Mundo ficciónIniciar sesiónPunto de vista de Martha
El aire frío me golpeó la cara en cuanto salí de la tienda de Bob.
Eran más de las ocho de la noche y las calles de Raveport parecían desiertas. Solo se veían unos pocos coches, con sus luces parpadeando en la carretera como fantasmas.
Estaba agotada. Sentía las piernas como de madera.
Bob me tenía limpiando en el trabajo hasta altas horas de la noche, incluso después de que todos se hubieran ido.
No comí nada en todo el día, solo una taza de café que se enfrió antes de que pudiera terminarla.
Me sentía tan vacía.
A veces me pregunto: ¿Mi vida siempre será así?
Trabajando, pasando hambre, aguantando gritos.
Abracé mi pequeño bolso contra mi pecho y empecé a caminar sola hacia casa.
El aire olía a humo y a neumáticos quemados. A lo lejos, no muy lejos, podía oír motores, y motores grandes.
Los moteros otra vez. Raveport nunca duerme sin su ruido.
Crucé la calle lo más rápido que pude, con la cabeza gacha.
Entonces lo oí:
Un rugido ensordecedor se acercaba directamente hacia mí.
Antes de que pudiera levantar la vista, unas luces me cegaron. El sonido se hizo más fuerte.
Luego, silencio.
Algo duro me golpeó.
Mi cuerpo rodó por el suelo, empapado.
No podía respirar bien. Me zumbaban los oídos como campanas de iglesia. La gente gritaba, pero no oía con claridad.

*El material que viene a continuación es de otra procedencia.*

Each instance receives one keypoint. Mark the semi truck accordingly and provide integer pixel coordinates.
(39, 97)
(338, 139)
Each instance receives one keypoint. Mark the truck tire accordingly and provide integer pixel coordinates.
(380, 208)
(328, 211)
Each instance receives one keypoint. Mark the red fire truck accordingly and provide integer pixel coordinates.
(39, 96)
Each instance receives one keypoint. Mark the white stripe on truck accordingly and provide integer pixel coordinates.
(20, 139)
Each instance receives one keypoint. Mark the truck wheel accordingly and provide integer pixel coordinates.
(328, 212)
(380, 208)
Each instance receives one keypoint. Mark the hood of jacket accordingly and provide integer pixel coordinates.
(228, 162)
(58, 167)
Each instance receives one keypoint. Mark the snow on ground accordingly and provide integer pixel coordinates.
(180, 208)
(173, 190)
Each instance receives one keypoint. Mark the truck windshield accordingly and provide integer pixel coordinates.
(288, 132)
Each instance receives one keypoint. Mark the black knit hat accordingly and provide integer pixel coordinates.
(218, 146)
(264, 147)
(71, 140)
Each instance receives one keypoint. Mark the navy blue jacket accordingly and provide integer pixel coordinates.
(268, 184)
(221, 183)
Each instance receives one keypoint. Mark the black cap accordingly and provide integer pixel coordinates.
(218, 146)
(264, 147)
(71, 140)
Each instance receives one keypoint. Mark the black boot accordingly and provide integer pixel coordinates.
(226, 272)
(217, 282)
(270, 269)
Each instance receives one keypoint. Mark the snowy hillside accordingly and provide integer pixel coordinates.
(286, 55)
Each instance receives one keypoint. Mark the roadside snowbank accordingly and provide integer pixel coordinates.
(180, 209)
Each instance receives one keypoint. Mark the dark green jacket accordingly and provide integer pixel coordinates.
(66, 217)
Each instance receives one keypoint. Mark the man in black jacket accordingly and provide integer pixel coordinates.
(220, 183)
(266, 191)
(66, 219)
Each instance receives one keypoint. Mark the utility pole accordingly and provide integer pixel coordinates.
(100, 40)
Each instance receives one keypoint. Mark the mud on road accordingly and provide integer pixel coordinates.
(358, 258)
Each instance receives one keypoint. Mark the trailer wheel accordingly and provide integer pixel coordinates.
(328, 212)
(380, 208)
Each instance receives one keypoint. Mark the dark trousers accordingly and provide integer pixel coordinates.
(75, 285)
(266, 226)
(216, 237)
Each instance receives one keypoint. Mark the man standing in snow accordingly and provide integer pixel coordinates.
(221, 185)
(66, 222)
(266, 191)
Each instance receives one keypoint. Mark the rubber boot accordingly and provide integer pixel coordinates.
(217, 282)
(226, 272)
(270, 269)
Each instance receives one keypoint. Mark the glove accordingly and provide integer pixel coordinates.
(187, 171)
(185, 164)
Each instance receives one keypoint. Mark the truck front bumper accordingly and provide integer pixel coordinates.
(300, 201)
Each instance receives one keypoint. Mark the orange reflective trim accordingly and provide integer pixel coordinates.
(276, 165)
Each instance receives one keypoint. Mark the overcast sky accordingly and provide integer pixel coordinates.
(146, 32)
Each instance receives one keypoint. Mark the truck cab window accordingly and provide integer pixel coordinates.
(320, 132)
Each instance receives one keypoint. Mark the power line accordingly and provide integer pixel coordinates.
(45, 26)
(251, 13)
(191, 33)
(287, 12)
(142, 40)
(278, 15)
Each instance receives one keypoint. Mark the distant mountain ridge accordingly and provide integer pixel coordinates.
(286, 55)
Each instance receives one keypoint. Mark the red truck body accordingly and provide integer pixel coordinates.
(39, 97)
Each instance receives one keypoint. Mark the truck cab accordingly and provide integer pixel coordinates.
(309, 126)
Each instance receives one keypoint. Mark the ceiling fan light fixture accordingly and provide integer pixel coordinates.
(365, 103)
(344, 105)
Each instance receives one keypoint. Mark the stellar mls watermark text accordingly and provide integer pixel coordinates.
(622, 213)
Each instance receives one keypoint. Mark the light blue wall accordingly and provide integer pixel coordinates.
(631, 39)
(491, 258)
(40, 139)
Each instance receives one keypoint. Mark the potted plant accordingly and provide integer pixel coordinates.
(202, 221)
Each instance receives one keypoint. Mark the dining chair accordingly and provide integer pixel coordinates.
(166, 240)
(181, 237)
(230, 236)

«¡Eh, fíjate por dónde vas!», gritó una voz a lo lejos. Intenté abrir los ojos despacio, pero solo veía sombras que se movían. Por supuesto, el corazón me latía a mil por hora.
Me temblaba la mano al tocarme la cara. Estaba caliente. Empapada en sangre.

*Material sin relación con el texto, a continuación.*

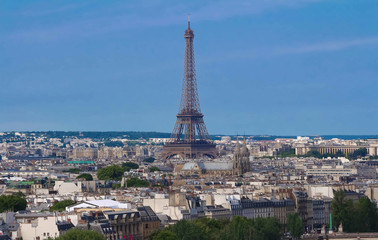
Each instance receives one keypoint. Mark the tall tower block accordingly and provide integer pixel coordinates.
(189, 138)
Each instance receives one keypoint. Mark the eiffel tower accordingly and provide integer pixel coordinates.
(189, 138)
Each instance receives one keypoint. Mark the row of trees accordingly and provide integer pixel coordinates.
(361, 152)
(239, 228)
(15, 202)
(360, 216)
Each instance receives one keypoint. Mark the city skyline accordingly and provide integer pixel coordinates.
(277, 68)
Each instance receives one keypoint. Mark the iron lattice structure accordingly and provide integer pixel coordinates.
(189, 138)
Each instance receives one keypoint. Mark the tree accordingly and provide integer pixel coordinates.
(295, 225)
(154, 169)
(355, 217)
(130, 165)
(78, 234)
(74, 170)
(163, 235)
(186, 230)
(86, 176)
(110, 173)
(136, 182)
(61, 206)
(113, 143)
(366, 217)
(338, 207)
(314, 153)
(361, 152)
(14, 202)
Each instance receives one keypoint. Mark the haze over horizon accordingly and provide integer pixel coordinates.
(263, 67)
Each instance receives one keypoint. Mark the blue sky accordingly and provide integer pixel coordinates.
(285, 67)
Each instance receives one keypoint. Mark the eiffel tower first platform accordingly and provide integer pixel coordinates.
(189, 138)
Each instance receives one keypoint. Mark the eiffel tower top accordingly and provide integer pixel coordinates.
(189, 96)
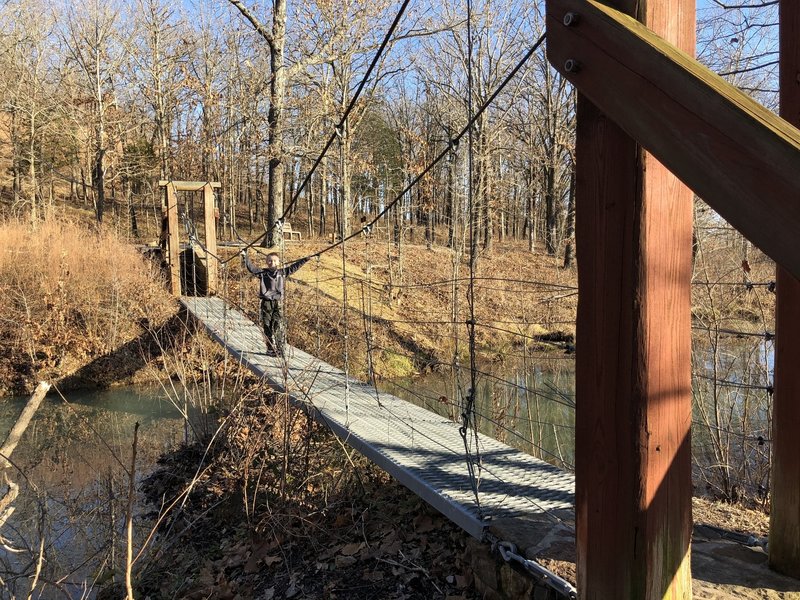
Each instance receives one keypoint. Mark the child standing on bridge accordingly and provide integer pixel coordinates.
(271, 288)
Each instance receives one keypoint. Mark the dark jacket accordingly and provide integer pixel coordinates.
(272, 281)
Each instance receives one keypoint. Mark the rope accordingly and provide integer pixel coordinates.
(453, 142)
(468, 415)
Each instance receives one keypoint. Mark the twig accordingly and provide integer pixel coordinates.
(129, 516)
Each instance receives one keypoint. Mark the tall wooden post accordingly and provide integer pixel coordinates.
(784, 526)
(633, 461)
(173, 243)
(210, 221)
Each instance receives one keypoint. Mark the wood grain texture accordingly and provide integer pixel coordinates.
(784, 535)
(633, 226)
(740, 158)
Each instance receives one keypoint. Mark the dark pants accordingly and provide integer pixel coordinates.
(274, 326)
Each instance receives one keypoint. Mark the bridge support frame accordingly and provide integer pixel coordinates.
(633, 373)
(171, 230)
(784, 533)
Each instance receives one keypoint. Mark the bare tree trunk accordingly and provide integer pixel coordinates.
(570, 235)
(275, 118)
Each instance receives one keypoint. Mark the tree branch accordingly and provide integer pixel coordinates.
(257, 25)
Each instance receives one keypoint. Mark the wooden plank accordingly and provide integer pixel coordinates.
(740, 158)
(173, 243)
(188, 186)
(633, 386)
(210, 221)
(784, 526)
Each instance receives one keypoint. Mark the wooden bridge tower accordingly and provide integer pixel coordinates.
(647, 111)
(171, 231)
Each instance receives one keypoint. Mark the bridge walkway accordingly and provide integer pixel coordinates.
(421, 449)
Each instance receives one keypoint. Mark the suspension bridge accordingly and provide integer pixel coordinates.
(511, 490)
(648, 115)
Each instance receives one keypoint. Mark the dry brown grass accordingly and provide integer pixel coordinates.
(68, 295)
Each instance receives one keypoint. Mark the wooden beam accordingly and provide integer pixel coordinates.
(173, 242)
(210, 221)
(188, 186)
(633, 370)
(784, 523)
(743, 160)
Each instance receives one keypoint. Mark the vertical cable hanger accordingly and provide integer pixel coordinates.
(468, 416)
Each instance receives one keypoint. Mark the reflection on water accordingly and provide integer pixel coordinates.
(532, 407)
(71, 467)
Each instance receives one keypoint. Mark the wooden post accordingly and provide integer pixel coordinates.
(633, 461)
(210, 220)
(784, 525)
(173, 243)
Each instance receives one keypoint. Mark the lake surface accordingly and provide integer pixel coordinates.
(76, 452)
(75, 456)
(531, 405)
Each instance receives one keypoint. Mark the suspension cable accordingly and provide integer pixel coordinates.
(452, 143)
(347, 111)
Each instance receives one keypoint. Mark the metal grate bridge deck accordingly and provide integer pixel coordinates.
(422, 450)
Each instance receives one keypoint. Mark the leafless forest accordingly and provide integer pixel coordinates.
(102, 99)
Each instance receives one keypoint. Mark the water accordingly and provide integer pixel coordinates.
(529, 407)
(72, 470)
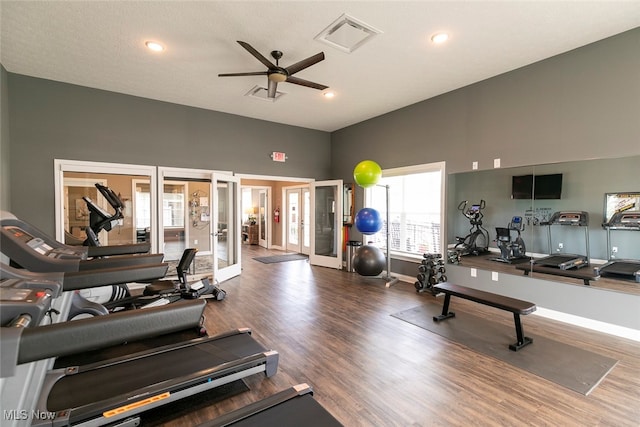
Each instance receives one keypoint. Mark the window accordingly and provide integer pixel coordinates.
(173, 205)
(415, 209)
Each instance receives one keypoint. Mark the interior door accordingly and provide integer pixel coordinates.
(226, 226)
(326, 223)
(293, 219)
(263, 219)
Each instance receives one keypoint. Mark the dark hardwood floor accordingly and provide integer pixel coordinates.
(333, 330)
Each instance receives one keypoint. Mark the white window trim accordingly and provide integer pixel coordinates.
(415, 169)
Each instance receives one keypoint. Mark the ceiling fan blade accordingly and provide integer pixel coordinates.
(257, 55)
(255, 73)
(271, 89)
(307, 83)
(298, 66)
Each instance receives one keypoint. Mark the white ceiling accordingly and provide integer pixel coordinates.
(100, 44)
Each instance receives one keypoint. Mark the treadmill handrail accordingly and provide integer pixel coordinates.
(63, 339)
(113, 276)
(95, 409)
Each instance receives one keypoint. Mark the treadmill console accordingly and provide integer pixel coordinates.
(23, 306)
(576, 218)
(40, 246)
(629, 220)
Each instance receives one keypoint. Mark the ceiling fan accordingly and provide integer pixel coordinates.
(277, 74)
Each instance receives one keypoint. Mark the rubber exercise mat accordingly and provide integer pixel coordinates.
(566, 365)
(280, 258)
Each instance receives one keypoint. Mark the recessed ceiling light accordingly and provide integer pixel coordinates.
(439, 38)
(154, 46)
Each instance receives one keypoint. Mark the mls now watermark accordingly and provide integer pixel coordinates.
(23, 414)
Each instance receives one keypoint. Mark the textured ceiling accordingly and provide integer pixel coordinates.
(101, 45)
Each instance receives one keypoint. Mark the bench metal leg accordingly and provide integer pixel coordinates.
(522, 340)
(445, 310)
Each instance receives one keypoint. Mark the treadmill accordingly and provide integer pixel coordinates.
(31, 249)
(118, 389)
(626, 268)
(34, 250)
(294, 406)
(566, 261)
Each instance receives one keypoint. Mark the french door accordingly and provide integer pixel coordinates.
(200, 210)
(298, 219)
(326, 221)
(226, 224)
(263, 218)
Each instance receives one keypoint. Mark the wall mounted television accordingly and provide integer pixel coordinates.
(538, 187)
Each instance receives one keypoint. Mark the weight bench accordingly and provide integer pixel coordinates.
(516, 306)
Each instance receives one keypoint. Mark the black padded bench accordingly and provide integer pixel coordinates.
(516, 306)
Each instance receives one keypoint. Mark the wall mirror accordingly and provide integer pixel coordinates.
(497, 199)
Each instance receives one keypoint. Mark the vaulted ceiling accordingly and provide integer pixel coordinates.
(101, 44)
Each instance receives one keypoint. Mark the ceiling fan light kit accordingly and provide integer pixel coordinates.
(277, 74)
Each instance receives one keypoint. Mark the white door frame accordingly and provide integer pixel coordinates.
(234, 227)
(324, 260)
(60, 166)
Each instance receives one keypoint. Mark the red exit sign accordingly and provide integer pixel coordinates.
(278, 156)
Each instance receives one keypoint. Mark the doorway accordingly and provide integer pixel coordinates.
(298, 219)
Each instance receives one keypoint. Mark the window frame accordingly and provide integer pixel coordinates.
(412, 170)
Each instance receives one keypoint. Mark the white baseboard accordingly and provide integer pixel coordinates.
(596, 325)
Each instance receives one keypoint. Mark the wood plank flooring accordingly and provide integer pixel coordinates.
(333, 330)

Otra voz habló de nuevo, una voz profunda y tranquila.
«Andrew, para. ¿No ves que está herida?»
El mundo daba vueltas sin parar. Olía a gasolina, humo y cuero a la vez. Alguien se arrodilló a mi lado, acercándose.
—¿Me oyes?
Su voz no sonaba como la de alguien que quisiera hacerme daño a propósito; sonaba tan tranquila. Intenté hablar, pero no pude.
—No te muevas —dijo.
Entonces me levantó como si no pesara nada.
Sentí mi cabeza apoyada en su pecho. Estaba muy cálido.
Su chaqueta olía a lluvia y a peligro a la vez.
—Jefe —dijo, y salió corriendo a la carretera.
—Cállate y arranca la moto —dijo uno de los motoristas.
El sonido del motor resonó de nuevo: ¡vrooom, vroooom!
Me abrazó mientras avanzábamos bajo la lluvia. Las luces de la ciudad pasaban como sueños lentos mientras yo aún estaba aturdida por la conmoción.
Abrí un poco los ojos.
Su rostro era guapo, frío y serio.
Pero cuando me miró, algo cambió en ese instante.
Sus ojos y su rostro ya no me parecían fríos.
—Mantente despierto —dijo ella suavemente, con su voz profunda.
—¿Cómo te llamas?
—M-Martha… —susurré.
No respondió; solo miró al frente, acelerando el paso, como si quisiera ganar una maratón.
Antes de cerrar los ojos, lo oí hablar de nuevo, casi como si hablara consigo mismo.
—Lorenzo DeMarco.
Y entonces todo se oscureció.
Lo primero que sentí fue el dolor, luego el frío. Y después el olor a medicina.
Abrí los ojos y una luz me cegó con tal intensidad que pensé que casi me dejaría ciego. Por un momento, no supe dónde estaba. El techo era blanco, las paredes eran blancas, incluso las sábanas que me cubrían eran blancas.
Me dolía la garganta al intentar respirar, pero seguí luchando por vivir.
Algo emitía un pitido lento y constante cerca de mi oído, como si mi corazón estuviera atrapado en esa máquina junto a la esquina.